Tokenization Matters! Degrading Large Language Models through Challenging Their Tokenization
Dixuan Wang, Yanda Li, Junyuan Jiang, Zepeng Ding, Ziqin Luo, Guochao Jiang, Jiaqing Liang, Deqing Yang
TL;DR
This work highlights tokenization as a fundamental bottleneck limiting LLM accuracy, especially for Chinese input. It introduces the Adversarial Dataset for Tokenizer (ADT), comprising manually crafted ADT-Human and automatically generated ADT-Auto to stress-test tokenization across diverse models. Empirical results show tokenization errors strongly correlate with incorrect outputs across both open- and closed-source models, including GPT-4o and Llama-3, indicating tokenization defenses are essential for robustness. The authors provide vocabulary-export and automatic data-generation pipelines, offering a practical framework to probe and improve tokenization-based vulnerabilities in large language systems. The findings underscore the need to integrate tokenization-aware strategies into model design and evaluation to enhance reliability in real-world use cases, particularly for non-English languages.
Abstract
Large Language Models (LLMs) have shown remarkable capabilities in language understanding and generation.
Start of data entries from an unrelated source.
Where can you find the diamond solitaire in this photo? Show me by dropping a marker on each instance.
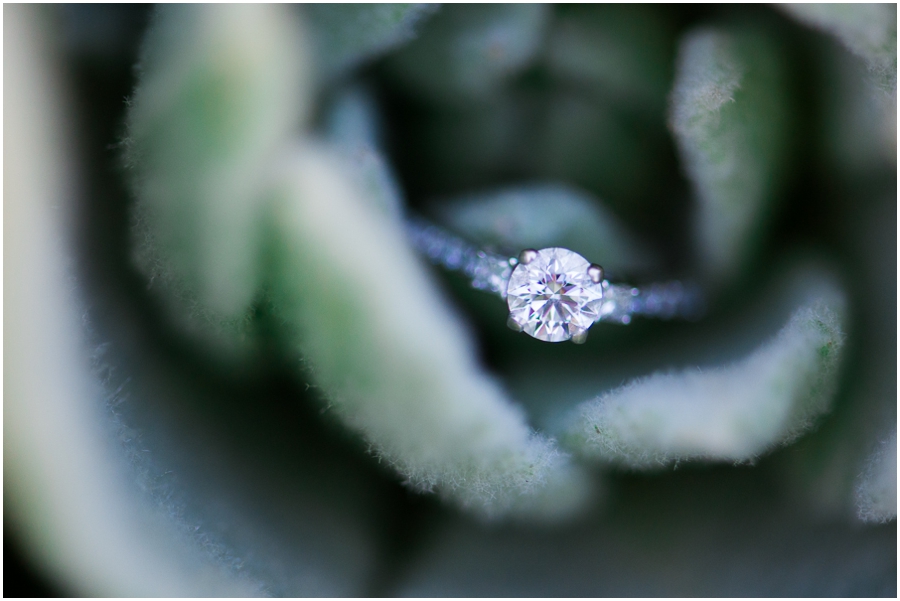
(554, 294)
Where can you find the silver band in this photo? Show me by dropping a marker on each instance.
(491, 272)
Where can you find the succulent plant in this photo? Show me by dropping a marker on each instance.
(229, 372)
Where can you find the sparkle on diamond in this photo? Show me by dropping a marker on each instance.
(553, 298)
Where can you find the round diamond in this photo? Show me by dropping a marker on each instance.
(552, 297)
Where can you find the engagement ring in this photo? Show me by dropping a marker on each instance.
(553, 294)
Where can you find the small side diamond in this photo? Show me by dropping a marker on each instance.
(552, 297)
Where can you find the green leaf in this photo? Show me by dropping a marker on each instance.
(353, 126)
(876, 489)
(347, 35)
(867, 30)
(730, 119)
(732, 413)
(468, 51)
(221, 89)
(393, 359)
(622, 52)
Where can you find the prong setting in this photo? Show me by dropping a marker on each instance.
(527, 256)
(595, 272)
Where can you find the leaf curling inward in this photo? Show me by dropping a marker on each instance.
(220, 90)
(729, 115)
(733, 413)
(391, 357)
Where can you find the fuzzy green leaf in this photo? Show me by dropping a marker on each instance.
(732, 413)
(221, 89)
(347, 35)
(876, 491)
(729, 115)
(470, 51)
(867, 30)
(352, 125)
(623, 52)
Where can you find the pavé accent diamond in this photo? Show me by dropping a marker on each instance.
(552, 297)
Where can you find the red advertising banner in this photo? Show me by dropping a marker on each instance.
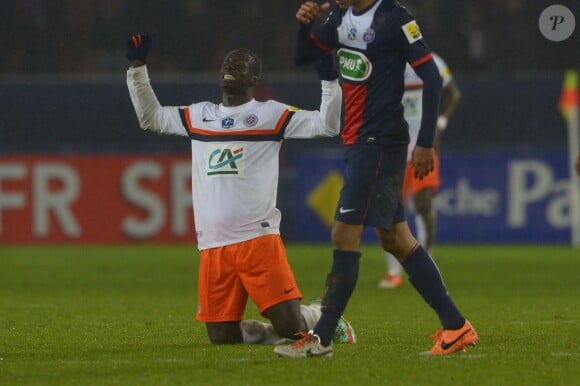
(95, 199)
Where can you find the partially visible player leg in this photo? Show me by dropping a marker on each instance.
(425, 219)
(394, 276)
(426, 278)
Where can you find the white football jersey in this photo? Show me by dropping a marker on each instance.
(412, 99)
(235, 153)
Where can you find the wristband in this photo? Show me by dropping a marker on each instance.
(442, 122)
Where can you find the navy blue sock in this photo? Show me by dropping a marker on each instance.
(426, 278)
(340, 284)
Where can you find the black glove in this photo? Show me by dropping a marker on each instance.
(138, 47)
(325, 67)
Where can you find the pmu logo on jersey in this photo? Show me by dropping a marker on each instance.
(226, 160)
(354, 65)
(227, 123)
(412, 32)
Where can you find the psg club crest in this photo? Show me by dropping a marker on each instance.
(227, 123)
(369, 35)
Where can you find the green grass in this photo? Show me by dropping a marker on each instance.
(125, 315)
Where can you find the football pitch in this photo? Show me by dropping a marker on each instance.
(124, 315)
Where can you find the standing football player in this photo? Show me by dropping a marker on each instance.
(423, 190)
(235, 150)
(374, 39)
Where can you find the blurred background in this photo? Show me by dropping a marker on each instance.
(63, 94)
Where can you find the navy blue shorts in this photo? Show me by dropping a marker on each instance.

Nonetheless, it was also witnessed that LLMs tend to produce inaccurate responses to specific queries. This deficiency can be traced to the tokenization step LLMs must undergo, which is an inevitable limitation inherent to all LLMs. In fact, incorrect tokenization is the critical point that hinders LLMs in understanding the input precisely, thus leading to unsatisfactory output. This defect is more obvious in Chinese scenarios. To demonstrate this flaw of LLMs, we construct an adversarial dataset, named as $\textbf{ADT (Adversarial Dataset for Tokenizer)}$, which draws upon the vocabularies of various open-source LLMs to challenge LLMs' tokenization. ADT consists of two subsets: the manually constructed ADT-Human and the automatically generated ADT-Auto. Our empirical results reveal that our ADT is highly effective on challenging the tokenization of leading LLMs, including GPT-4o, Llama-3, Deepseek-R1 and so on, thus degrading these LLMs' capabilities. Moreover, our method of automatic data generation has been proven efficient and robust, which can be applied to any open-source LLMs. In this paper, we substantially investigate LLMs' vulnerability in terms of challenging their token segmentation, which will shed light on the subsequent research of improving LLMs' capabilities through optimizing their tokenization process and algorithms.